Description
Partsongs for Mixed Voices & Pianoforte
Cantata
1 The Storm (SATB)
Der Sturm
Four Vocal Trios:
2 Memento Mori (STB)
Betrachtung des Todes
3 To a Cousin (SAT)
An den Vetter
4 Daphne’s only fault (TTB)
Daphnens einziger Fehler
5 To Women (TTB)
An die Frauen
Three Catches and a Glee:
6 Catch 1 (STB)
Know then this truth
7 Catch 2 (SATB)
O ever beauteous
8 Catch 3 (STB)
Farewell my Flocks
9 Glee (SATB)
Hail to the Myrtle-shade
In 1796 Haydn began a series of vocal pieces which later became known as Mehrstimmige Gesänge. There are nine quartets and four terzets in the set, all of which have now been provided with English translations for the first time by me. Haydn’s autograph specified an accompaniment on the Cembalo, which by 1796 had become a generic term for a keyboard instrument. The German texts were selected by the composer from a collection of poems entitled Lyrische Blumenlese, which had been collected by C.W. Ramler (1725 – 98), a slightly older contemporary of Haydn’s.
It was perhaps Haydn’s intention at the beginning to rely exclusively on Ramler’s Blumenlese, but in the course of composing the songs he turned to other sources as well, including the publication Sammlung der vorzüglichsten Werke deutscher Dichter und Prosaister, and Christian Fürchtegott Gellert’s Geistliche Oden und Lieder. These volumes presented him with the mixture of light-hearted and serious texts that he sought – some quite satirical and yet others quite fervently religious.
Haydn referred to these 13 songs as being finished, but not yet performed, in a letter to the German lexicographer E.L. Gerber in 1799. He had intended to make a collection of 20 songs, as is learnt from G.A. Griesinger’s correspondence with the publisher Breitkopf & Härtel in 1801: “he has completed 13, which he showed to me. But now the work goes slowly and he wants for texts because, as he assured me, most poets do not write in a musical way”. Griesinger also assured the Leipzig publishers that “the songs were written only con amore in happy hours, not to order”. The completed 13 were eventually published in 1803.
We may owe the existence of these part songs to Haydn’s two sojourns in England, and view them as his response to the English catches, glees, etc., which he heard during his stay here in the 1790s. The performance and composition of such trifles interested the composer highly, and he collaborated with the Earl of Abingdon on the composition of “Twelve Sentimental Catches and Glees” during his stay at the nobleman’s estate. These small English vocal forms, which ranged in tone from comic, to pastoral, to quasi-religious, may have suggested that he should try and produce their German equivalents.

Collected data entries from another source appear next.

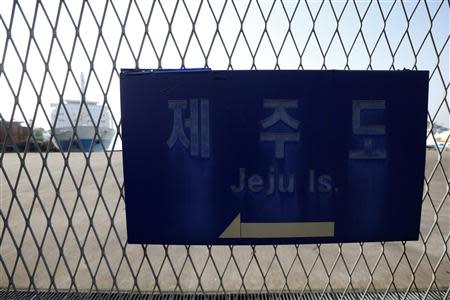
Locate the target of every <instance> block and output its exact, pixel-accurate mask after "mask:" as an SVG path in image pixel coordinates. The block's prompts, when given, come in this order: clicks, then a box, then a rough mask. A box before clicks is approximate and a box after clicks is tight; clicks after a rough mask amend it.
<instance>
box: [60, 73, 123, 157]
mask: <svg viewBox="0 0 450 300" xmlns="http://www.w3.org/2000/svg"><path fill="white" fill-rule="evenodd" d="M81 87H82V89H83V90H84V78H83V75H82V78H81ZM81 105H82V102H81V101H80V100H64V106H65V108H64V106H63V105H60V104H59V103H54V104H51V108H52V115H51V117H52V122H53V124H54V126H55V138H54V139H53V144H54V145H55V146H56V147H58V148H59V149H60V150H61V151H69V149H70V151H86V152H87V151H90V150H91V148H92V151H102V150H103V148H104V149H105V150H108V149H109V146H110V144H111V141H112V139H113V137H114V133H115V131H114V129H113V127H112V122H111V114H110V112H109V110H108V108H107V106H105V107H104V108H103V111H102V105H100V104H98V103H97V102H95V101H85V103H83V105H82V108H81V111H80V106H81ZM86 107H87V109H86ZM58 109H59V112H58ZM88 110H89V112H88ZM66 111H67V112H66ZM89 114H90V115H89ZM100 114H101V116H100ZM78 115H79V119H78V123H76V122H77V118H78ZM72 124H73V127H72ZM75 124H77V125H76V135H75V134H74V130H73V129H74V127H75ZM97 126H98V134H96V127H97Z"/></svg>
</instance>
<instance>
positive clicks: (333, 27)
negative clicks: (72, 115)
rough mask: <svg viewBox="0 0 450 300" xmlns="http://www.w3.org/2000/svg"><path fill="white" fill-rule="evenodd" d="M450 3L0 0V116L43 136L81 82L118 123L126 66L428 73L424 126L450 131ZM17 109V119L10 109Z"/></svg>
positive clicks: (282, 1)
mask: <svg viewBox="0 0 450 300" xmlns="http://www.w3.org/2000/svg"><path fill="white" fill-rule="evenodd" d="M449 5H450V4H449V2H448V1H436V0H431V1H428V2H423V1H421V2H417V1H404V2H403V4H402V3H401V2H400V1H396V2H393V1H380V2H374V1H333V2H332V4H330V2H323V1H307V2H305V1H265V0H262V1H258V2H257V1H247V0H245V1H244V0H235V1H225V0H219V1H209V2H208V1H200V0H192V1H190V0H185V1H184V2H183V1H177V0H170V1H167V0H165V1H159V2H158V1H157V2H151V1H143V0H142V1H138V0H136V1H112V0H96V1H90V2H86V1H83V0H71V1H66V2H61V1H56V0H42V1H41V4H38V1H17V2H16V3H15V2H14V1H13V0H2V1H0V62H1V64H2V65H1V68H0V70H2V71H1V72H0V97H1V99H0V113H1V115H2V117H3V118H5V119H7V120H10V119H11V117H13V119H14V120H20V121H22V120H34V126H35V127H44V128H46V129H48V128H49V127H50V123H49V121H50V122H51V120H47V118H46V116H45V114H44V112H46V113H47V117H48V118H50V115H51V109H50V104H51V103H58V102H59V101H60V99H81V94H80V88H79V85H80V74H81V73H84V74H85V77H86V99H87V100H90V101H98V102H99V103H103V101H107V103H108V104H109V107H110V109H111V112H112V115H113V116H114V118H115V122H116V123H117V124H118V122H119V120H120V93H119V77H118V74H119V72H120V69H121V68H135V67H140V68H158V67H162V68H180V67H187V68H188V67H197V68H198V67H205V66H207V67H210V68H212V69H213V70H224V69H338V70H342V69H351V70H366V69H375V70H392V69H404V68H406V69H418V70H429V71H430V92H429V113H430V116H431V118H434V119H435V122H436V123H437V124H440V125H443V126H446V127H449V126H450V113H449V111H448V105H449V103H448V102H449V101H448V98H447V103H445V101H444V99H445V96H446V93H448V91H449V82H450V52H449V48H450V45H449V44H450V41H449V36H450V7H449ZM43 8H45V9H43ZM318 11H319V14H318V15H317V17H316V14H317V12H318ZM174 12H175V13H174ZM313 19H314V21H313ZM336 19H338V20H339V22H338V21H337V20H336ZM361 19H362V22H361V21H360V20H361ZM242 20H244V21H242ZM265 20H266V21H265ZM168 23H170V26H169V25H168ZM241 24H242V26H241ZM289 25H290V29H291V30H290V31H288V29H289ZM99 26H100V27H101V31H100V30H99ZM265 28H266V29H267V31H265ZM77 29H78V36H77ZM241 30H242V31H241ZM8 32H9V33H10V38H8ZM31 33H32V34H31ZM311 33H312V34H311ZM261 37H262V38H261ZM269 37H270V38H269ZM299 53H300V54H299ZM205 56H206V57H207V58H205ZM437 66H438V67H439V68H436V67H437ZM46 68H48V71H46ZM16 100H17V101H18V103H20V106H21V108H22V111H19V110H17V106H16V109H15V110H14V107H15V105H14V103H15V101H16ZM39 103H41V105H40V104H39ZM22 112H23V113H22ZM35 112H37V113H35ZM13 114H14V115H13Z"/></svg>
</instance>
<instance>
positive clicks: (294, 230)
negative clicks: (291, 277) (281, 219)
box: [219, 214, 334, 239]
mask: <svg viewBox="0 0 450 300" xmlns="http://www.w3.org/2000/svg"><path fill="white" fill-rule="evenodd" d="M333 236H334V222H289V223H242V222H241V214H238V215H237V216H236V217H235V218H234V219H233V221H232V222H231V223H230V225H228V227H227V228H226V229H225V230H224V231H223V232H222V234H221V235H220V237H219V238H221V239H227V238H307V237H333Z"/></svg>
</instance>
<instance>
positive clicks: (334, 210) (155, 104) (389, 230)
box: [121, 70, 428, 244]
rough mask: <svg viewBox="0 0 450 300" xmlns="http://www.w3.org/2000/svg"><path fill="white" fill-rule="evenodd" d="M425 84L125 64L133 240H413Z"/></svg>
mask: <svg viewBox="0 0 450 300" xmlns="http://www.w3.org/2000/svg"><path fill="white" fill-rule="evenodd" d="M427 92H428V77H427V73H426V72H417V71H416V72H411V71H402V72H398V71H396V72H387V71H386V72H378V71H371V72H368V71H357V72H355V71H352V72H346V71H231V72H225V71H224V72H220V71H199V70H197V71H193V72H186V71H183V72H176V71H173V72H158V71H148V72H146V71H142V70H138V71H134V70H124V71H123V72H122V74H121V99H122V120H123V124H122V126H123V141H124V143H123V144H124V146H123V148H124V153H123V155H124V171H125V192H126V213H127V230H128V240H129V242H130V243H164V244H273V243H324V242H325V243H326V242H356V241H380V240H383V241H384V240H409V239H417V237H418V230H419V223H420V203H421V196H422V184H423V182H422V176H423V168H424V155H425V152H424V149H425V131H426V107H427ZM405 141H407V143H408V146H407V151H405Z"/></svg>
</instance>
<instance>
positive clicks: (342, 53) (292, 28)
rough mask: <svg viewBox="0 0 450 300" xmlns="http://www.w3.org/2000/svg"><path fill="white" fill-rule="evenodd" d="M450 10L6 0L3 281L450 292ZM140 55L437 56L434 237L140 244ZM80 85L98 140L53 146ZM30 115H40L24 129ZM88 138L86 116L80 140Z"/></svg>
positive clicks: (372, 298)
mask: <svg viewBox="0 0 450 300" xmlns="http://www.w3.org/2000/svg"><path fill="white" fill-rule="evenodd" d="M449 16H450V1H428V2H425V1H402V2H401V1H380V2H378V1H332V2H328V1H293V0H292V1H265V0H260V1H251V0H249V1H244V0H242V1H240V0H234V1H226V0H221V1H212V0H211V1H205V0H195V1H189V0H181V1H179V0H173V1H153V2H150V1H138V0H129V1H112V0H102V1H90V2H89V1H86V0H78V1H44V0H40V1H12V0H10V1H4V0H2V2H1V4H0V55H1V58H0V62H1V65H0V113H1V114H0V119H1V122H0V123H1V125H0V129H1V130H3V132H5V135H6V137H5V138H4V139H3V141H2V144H0V147H1V148H0V149H1V152H0V153H1V154H0V170H1V171H0V184H1V187H0V188H1V189H0V193H1V210H0V216H1V218H0V225H1V226H0V243H1V255H0V289H1V290H3V293H2V294H0V295H3V297H5V298H7V297H11V298H14V297H19V296H20V297H21V295H23V293H24V292H25V294H26V292H30V293H34V294H36V295H41V296H42V295H43V294H40V293H45V292H47V294H52V295H53V294H54V293H55V292H64V293H62V294H59V295H63V296H59V297H68V295H72V296H81V295H90V294H93V293H98V295H101V297H102V298H106V297H112V296H113V294H114V295H128V296H132V295H138V296H139V295H141V296H143V295H151V296H152V295H169V294H172V295H173V294H176V295H182V296H183V295H185V296H192V295H194V296H195V295H198V296H205V295H211V294H216V295H218V294H226V295H234V296H237V295H241V296H242V295H244V296H246V297H250V296H251V295H253V296H255V297H256V298H261V297H263V295H271V297H272V298H281V297H284V295H288V294H289V295H297V297H299V298H301V297H306V295H315V296H314V297H316V298H317V299H319V298H323V299H328V297H332V298H329V299H336V298H345V297H347V296H348V297H351V298H369V299H384V298H386V299H399V298H402V299H416V298H417V299H425V298H430V299H448V297H449V294H450V287H449V285H450V250H449V239H450V192H449V176H450V152H449V151H446V150H445V148H446V147H447V145H448V144H449V143H450V141H448V138H447V140H445V141H439V140H438V138H437V137H436V135H437V132H438V129H439V126H438V124H442V122H445V121H448V120H450V101H449V100H448V92H449V85H450V67H449V57H450V52H449V48H450V46H449V39H450V25H449V24H450V21H449ZM133 67H141V68H180V67H181V68H184V67H210V68H213V69H348V70H351V69H369V70H372V69H384V70H386V69H388V70H395V69H403V68H407V69H421V70H429V71H430V107H429V115H428V116H429V124H430V126H429V130H428V140H431V141H432V143H433V144H434V145H435V147H432V148H434V149H432V150H429V151H427V165H426V173H425V176H424V181H425V189H424V193H423V207H422V223H421V234H420V239H419V241H417V242H416V241H412V242H389V243H360V244H358V243H356V244H329V245H328V244H327V245H325V244H323V245H320V244H317V245H283V246H279V245H272V246H189V245H185V246H169V245H127V243H126V228H125V207H124V188H123V173H122V157H121V156H122V154H121V152H120V151H118V150H121V143H122V140H121V131H120V129H121V121H120V110H119V100H118V99H119V79H118V78H119V72H120V68H133ZM81 72H83V73H85V74H86V80H85V83H82V80H79V75H80V73H81ZM69 99H79V100H80V101H81V106H80V107H79V109H78V110H77V112H76V114H75V117H73V118H71V117H69V120H68V121H69V123H70V126H71V127H72V128H74V129H75V128H78V126H79V125H80V123H81V121H80V120H81V119H82V115H83V114H85V113H87V115H88V119H89V120H90V122H91V124H93V127H94V128H95V136H96V138H97V140H98V145H96V147H98V148H97V149H94V146H91V147H89V148H90V149H89V151H85V152H75V151H71V150H69V151H67V152H65V151H56V152H54V151H52V145H53V144H55V143H56V144H57V143H58V142H59V141H58V135H57V134H56V131H57V130H56V128H57V126H56V123H57V122H56V120H55V119H54V118H52V110H53V109H55V110H56V115H59V114H61V113H64V112H65V113H66V115H70V108H69V107H68V105H67V102H66V100H69ZM92 100H96V101H99V103H100V107H101V109H100V113H99V114H98V113H93V112H92V111H91V109H90V106H89V105H88V101H92ZM50 102H53V103H56V106H54V107H52V108H51V107H50V106H49V103H50ZM106 112H109V113H110V115H111V124H112V128H113V129H114V131H115V133H114V135H113V137H112V140H111V141H108V143H106V141H105V140H104V139H103V138H102V136H101V132H100V129H99V128H100V123H101V117H99V116H101V115H102V114H104V113H106ZM17 120H19V121H22V122H23V124H24V126H25V127H26V128H27V129H28V131H26V132H25V135H24V136H25V138H24V140H23V141H20V142H19V141H18V139H17V137H16V135H15V134H14V133H13V123H12V121H17ZM439 122H441V123H439ZM38 127H43V128H46V129H48V130H49V131H48V132H49V134H48V135H49V137H48V139H45V141H44V142H43V141H42V137H38V136H37V134H36V129H37V128H38ZM1 130H0V131H1ZM142 135H143V138H145V133H144V132H143V133H142ZM325 138H326V137H325ZM79 139H81V137H80V136H79V132H77V130H73V131H72V132H71V133H70V143H71V144H74V143H75V142H76V141H77V140H79ZM407 147H408V145H407V141H405V151H408V149H407ZM98 149H100V151H94V150H98ZM136 159H140V158H136ZM412 163H413V162H412ZM67 293H68V294H67ZM56 295H58V294H56ZM330 295H333V296H330ZM72 296H71V297H72ZM42 297H43V296H42ZM83 297H84V296H83ZM333 297H334V298H333ZM392 297H393V298H392ZM316 298H311V299H316Z"/></svg>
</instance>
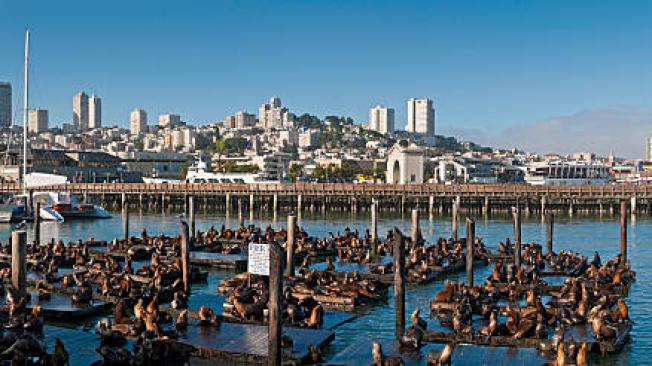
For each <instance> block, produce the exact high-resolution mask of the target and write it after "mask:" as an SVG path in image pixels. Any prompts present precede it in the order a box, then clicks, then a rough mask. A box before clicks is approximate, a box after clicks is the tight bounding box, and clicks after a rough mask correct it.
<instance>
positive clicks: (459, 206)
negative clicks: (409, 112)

The first that the musical world knew about these pieces was when they were reviewed in the Allgemeine Musikalische Zeitung in 1803:
“Through this pleasant and artistic collection a present lacuna is most richly and thankfully filled; and at the same time, there appears a new genre in the suite of our excellent master which deserves the greatest attention.
The collection itself consists of comic, serious and religious songs, which are not only beautifully and intelligently composed but are also especially satisfactory exercises for smaller singing groups…. If only the noble Haydn would deign to present the world with more examples of this kind, in particular on religious, Latin or German Bible texts!”
A further choral work which Haydn produced during his stay in London was the cantata for 4 voices “The Storm”. This setting of an English text by John Wolcot (pseudonym: Peter Pindar) was first performed at London’s Hanover Square Rooms on 24th February 1792, and was well-received, with one reviewer praising Haydn’s felicitous setting of the English poem.
I am indebted to H.C. Robbins Landon’s excellent research, (particularly in Haydn: Chronicle and Works London 1977) and his generous support for my desire to present Haydn’s works in effective new English translations, for the completion of these new editions.